Tragic family memories explored

HISTORY Black and Tans’ the murder of young pregnant mother inspires work

‘1st of Nov 1920, my sister Eileen Quinn shot by Black + Tans at Corker at 3pm. Died at 10pm.’

The hand written journal entry above was penned by Tessie Burns.

“It was kind of an aide memoir rather than a current diary,” explains Ber Burns, as she turns the petite book over in her hands. Ber is in the Townhall Theatre gallery space where, alongside curator Joe Keenan, she’s hanging her exhibition ‘The Uncertainty of History: traces’.

Tessie was Ber’s grandmother, and the Eileen, the victim of the Black and Tans was her great aunt. While the broad strokes of the tragedy was known to Ber and her siblings in their youth, the 1920s seemed like a different realm, and the killing didn’t fully register.

When Ber was given the diary after Tessie passed away, it was only upon reading the succinct entry that she grasped the full weight of Eileen’s murder.

Eileen was standing outside her house on outskirts of Gort, Co Galway. Heavily pregnant she was holding her baby in her arms and her young children, Alfie and Eva were with her. At 3pm two open top trucks transporting Auxiliaries passed by and one of the soldiers in the first truck shot her and they continued driving.

Carried into her home, she bled to death on her sofa over the course of seven hours. She told the precise details of what happened to a priest who was called to give the last rites.

The military conducted an inquest; a depressingly familiar finding followed.

“The Auxiliaries said well, nobody saw a woman, they were in the habit when driving through a troubled area of firing warning shots.”

Given that it happened mid-afternoon on a wide straight road Ber observes it was “definitely deliberate”.

“Death by misadventure - they didn’t see anybody, it must have been accidental,” she paraphrases the findings.

“It was covered up, as many things were. I think every family has stories like this from that time.”

The nature of the killing of a pregnant mother in front of her children drew media attention, and the sympathy of Lady Gregory who lived not far away.

“She wrote about it, and it’s also mentioned in two poems by Yeats.”

Eileen embarked on researching her great aunt’s killing by speaking to family members.

“I wanted to find out everything about Eileen, what she liked, what she didn’t like, what she wore, and I just found so many conflicting stories about her, because everyone’s memory is different, everybody sees something that happened from a slightly different angle, so there is no definite [truth].”
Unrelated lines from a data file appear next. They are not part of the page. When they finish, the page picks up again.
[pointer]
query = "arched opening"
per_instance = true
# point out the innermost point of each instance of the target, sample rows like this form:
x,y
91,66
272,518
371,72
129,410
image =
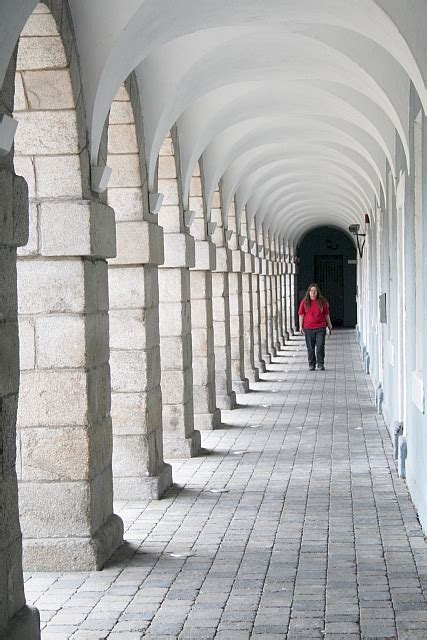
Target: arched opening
x,y
64,427
328,256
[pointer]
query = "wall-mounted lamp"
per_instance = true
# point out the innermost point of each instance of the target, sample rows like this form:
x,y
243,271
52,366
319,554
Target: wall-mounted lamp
x,y
354,229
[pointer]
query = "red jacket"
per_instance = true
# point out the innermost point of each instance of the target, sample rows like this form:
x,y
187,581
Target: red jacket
x,y
314,317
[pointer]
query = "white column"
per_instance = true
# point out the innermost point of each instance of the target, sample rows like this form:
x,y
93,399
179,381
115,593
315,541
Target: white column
x,y
17,621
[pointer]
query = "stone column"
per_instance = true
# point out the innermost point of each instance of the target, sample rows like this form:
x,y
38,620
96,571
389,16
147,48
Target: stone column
x,y
225,396
17,621
265,354
179,437
257,324
66,493
275,304
269,303
251,370
138,467
139,470
240,381
206,414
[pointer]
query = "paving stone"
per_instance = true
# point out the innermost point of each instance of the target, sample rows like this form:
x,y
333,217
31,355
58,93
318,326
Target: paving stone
x,y
315,532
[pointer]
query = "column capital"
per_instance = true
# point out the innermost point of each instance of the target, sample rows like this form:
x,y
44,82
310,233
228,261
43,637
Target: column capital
x,y
139,242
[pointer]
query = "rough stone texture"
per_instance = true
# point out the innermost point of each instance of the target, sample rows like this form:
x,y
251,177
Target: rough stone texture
x,y
206,414
296,527
238,373
139,469
17,621
180,437
64,407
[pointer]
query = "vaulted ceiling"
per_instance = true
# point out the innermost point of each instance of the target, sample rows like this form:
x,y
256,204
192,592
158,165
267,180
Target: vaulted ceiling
x,y
294,105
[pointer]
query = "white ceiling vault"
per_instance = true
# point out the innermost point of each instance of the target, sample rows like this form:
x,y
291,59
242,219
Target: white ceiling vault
x,y
294,105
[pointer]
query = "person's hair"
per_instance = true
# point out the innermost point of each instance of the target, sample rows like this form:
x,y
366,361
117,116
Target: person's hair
x,y
320,299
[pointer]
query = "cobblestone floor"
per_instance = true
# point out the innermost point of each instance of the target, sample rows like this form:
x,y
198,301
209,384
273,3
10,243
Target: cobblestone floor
x,y
294,525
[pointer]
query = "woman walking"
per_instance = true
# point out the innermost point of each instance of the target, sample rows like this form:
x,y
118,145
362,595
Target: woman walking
x,y
314,317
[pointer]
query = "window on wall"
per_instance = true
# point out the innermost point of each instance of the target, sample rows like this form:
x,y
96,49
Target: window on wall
x,y
418,173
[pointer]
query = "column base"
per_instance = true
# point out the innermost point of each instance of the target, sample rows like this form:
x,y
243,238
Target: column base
x,y
241,386
226,402
25,625
74,554
143,487
207,421
186,448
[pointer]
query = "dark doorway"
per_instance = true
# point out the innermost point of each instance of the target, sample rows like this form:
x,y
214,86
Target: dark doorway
x,y
329,275
328,256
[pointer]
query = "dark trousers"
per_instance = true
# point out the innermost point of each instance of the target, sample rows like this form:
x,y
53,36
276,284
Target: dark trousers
x,y
315,341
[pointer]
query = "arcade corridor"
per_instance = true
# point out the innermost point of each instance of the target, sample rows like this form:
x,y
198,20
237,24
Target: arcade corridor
x,y
295,526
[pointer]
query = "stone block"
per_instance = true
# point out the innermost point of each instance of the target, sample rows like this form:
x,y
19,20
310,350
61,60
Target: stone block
x,y
169,188
27,348
54,509
41,53
51,332
127,203
126,287
60,454
47,397
173,387
179,250
7,284
130,455
74,228
170,285
9,376
172,353
50,286
122,139
199,338
126,170
138,243
58,176
74,553
171,319
31,248
96,285
121,112
49,132
128,371
49,89
167,168
198,313
128,413
20,101
205,256
170,218
24,166
167,148
6,207
127,329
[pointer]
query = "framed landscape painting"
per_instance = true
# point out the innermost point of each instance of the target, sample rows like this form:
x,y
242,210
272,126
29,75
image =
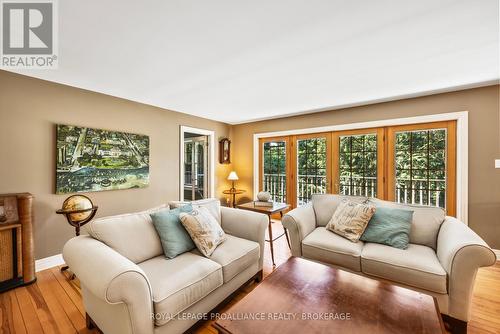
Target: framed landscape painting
x,y
97,160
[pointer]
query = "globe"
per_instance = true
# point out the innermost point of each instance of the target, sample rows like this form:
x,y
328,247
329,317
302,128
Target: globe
x,y
75,203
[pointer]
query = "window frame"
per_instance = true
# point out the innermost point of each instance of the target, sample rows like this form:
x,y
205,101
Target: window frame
x,y
385,156
381,157
294,167
288,175
451,149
Ber was also “fascinated” to learn that the sofa on which Eileen died, and which had been stored away in a shed for decades had in recent times been reupholstered and returned to its rightful place in the Gort house, now home to one of her descendants.

“You sit on a sofa to relax, and wind down, or whatever - but this sofa is full of history and inside it I’m sure there’s still blood in the wood of the frame.”
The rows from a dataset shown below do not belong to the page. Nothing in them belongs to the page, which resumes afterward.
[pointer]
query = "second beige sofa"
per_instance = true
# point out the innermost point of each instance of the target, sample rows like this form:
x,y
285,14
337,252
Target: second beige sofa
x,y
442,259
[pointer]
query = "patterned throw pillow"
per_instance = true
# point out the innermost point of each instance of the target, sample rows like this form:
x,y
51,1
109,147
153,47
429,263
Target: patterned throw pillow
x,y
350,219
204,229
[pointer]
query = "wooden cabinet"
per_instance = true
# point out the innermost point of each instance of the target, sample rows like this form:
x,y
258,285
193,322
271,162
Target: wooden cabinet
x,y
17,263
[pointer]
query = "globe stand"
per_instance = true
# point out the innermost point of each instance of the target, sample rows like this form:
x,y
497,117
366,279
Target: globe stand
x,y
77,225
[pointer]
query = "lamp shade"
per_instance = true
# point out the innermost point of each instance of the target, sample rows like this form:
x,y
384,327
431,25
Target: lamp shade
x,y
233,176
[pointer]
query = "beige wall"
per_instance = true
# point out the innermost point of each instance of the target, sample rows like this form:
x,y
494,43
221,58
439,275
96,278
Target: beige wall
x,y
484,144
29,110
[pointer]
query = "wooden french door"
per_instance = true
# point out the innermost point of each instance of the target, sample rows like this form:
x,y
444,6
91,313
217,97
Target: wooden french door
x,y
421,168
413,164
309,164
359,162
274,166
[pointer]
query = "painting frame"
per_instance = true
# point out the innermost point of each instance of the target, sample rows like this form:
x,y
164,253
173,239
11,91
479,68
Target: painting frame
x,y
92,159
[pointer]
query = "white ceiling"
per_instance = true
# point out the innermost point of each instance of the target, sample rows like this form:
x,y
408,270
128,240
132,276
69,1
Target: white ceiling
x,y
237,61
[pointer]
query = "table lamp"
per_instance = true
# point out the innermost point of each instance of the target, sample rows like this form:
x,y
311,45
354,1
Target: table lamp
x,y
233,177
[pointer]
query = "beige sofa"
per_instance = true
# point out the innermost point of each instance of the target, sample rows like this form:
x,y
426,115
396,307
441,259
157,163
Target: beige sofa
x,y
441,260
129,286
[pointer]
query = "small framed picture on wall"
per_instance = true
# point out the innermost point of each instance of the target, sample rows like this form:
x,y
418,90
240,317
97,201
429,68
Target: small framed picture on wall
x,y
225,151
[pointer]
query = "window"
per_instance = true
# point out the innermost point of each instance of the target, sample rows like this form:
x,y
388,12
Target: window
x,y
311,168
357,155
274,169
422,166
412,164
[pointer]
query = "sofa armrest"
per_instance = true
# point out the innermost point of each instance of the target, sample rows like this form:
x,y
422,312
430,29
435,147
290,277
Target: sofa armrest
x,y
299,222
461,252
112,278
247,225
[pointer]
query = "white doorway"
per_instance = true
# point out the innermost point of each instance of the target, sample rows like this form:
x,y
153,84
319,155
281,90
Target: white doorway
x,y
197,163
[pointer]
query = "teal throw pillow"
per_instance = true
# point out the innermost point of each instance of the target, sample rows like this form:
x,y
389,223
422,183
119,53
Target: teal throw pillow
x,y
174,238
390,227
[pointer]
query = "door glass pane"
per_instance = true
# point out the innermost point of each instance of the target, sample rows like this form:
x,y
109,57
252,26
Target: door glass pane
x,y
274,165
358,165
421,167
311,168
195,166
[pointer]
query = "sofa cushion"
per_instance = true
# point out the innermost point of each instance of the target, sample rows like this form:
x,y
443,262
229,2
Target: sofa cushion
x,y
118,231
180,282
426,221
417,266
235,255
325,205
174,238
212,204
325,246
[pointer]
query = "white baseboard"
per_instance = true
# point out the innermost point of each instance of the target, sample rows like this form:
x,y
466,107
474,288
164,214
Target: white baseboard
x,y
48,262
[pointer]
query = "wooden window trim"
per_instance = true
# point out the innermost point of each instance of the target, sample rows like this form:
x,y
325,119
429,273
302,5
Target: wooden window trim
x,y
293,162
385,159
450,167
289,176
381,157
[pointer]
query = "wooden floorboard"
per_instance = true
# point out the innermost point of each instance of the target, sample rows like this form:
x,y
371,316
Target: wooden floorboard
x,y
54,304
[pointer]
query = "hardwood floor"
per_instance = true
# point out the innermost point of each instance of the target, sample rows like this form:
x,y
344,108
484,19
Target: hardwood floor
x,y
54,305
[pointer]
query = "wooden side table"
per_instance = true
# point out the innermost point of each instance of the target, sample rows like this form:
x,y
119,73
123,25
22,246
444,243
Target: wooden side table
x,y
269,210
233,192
The sofa features prominently in the exhibition, sometimes quite vividly, other times more vague.

“Sometimes your memory is very sharp, you remember things so clearly and then other times it’s clouded and fragmented,” says Ber.

Invariably the sofa is depicted against a cloud filled sky.

“Feelings come into it, and I wanted to depict with clouds and skies the haziness of memory, but also then try to give a feeling of the past and the mystery of the stories - I wanted them to be light breaking through darkness in a lot of the sky.

“It’s about this darkness in our stories, and in our family stories, but we’re always looking for the light and hoping that there will be lightness for people who have come through these traumatic stories.”

Some of the works include writing, an installation piece has Ber’s own diary entries written over again and again until they can no longer be read.

Another key piece is of a boat fashioned from a sheets. That was inspired by Alfie, a man she “knew quite well” as her father’s first cousin, but only realised later that he was Eileen’s three year old boy who had seen his mother shot.

“A boy at that age is totally fascinated by his mother - he’s kind of rejecting his father, but he loves his mother - his mother provides him with everything. So to suddenly have that taken from you... I made a boat and wrote all over it the feelings that a three year old has for his mother, and to suddenly have that taken. Where does that leave you? So I just wanted to create a feeling for this boy,” said Ber.

She notes Alfie grew up to have his own family and grandchildren, but the Celt surmises how that may not have diminished his pain.

“The pain could never be diminished, I think, for something like that. I wanted to put some of that pain and the feeling into the paintings, but then have an overriding thing of hope - that there would be lightness and hope at the end of it.”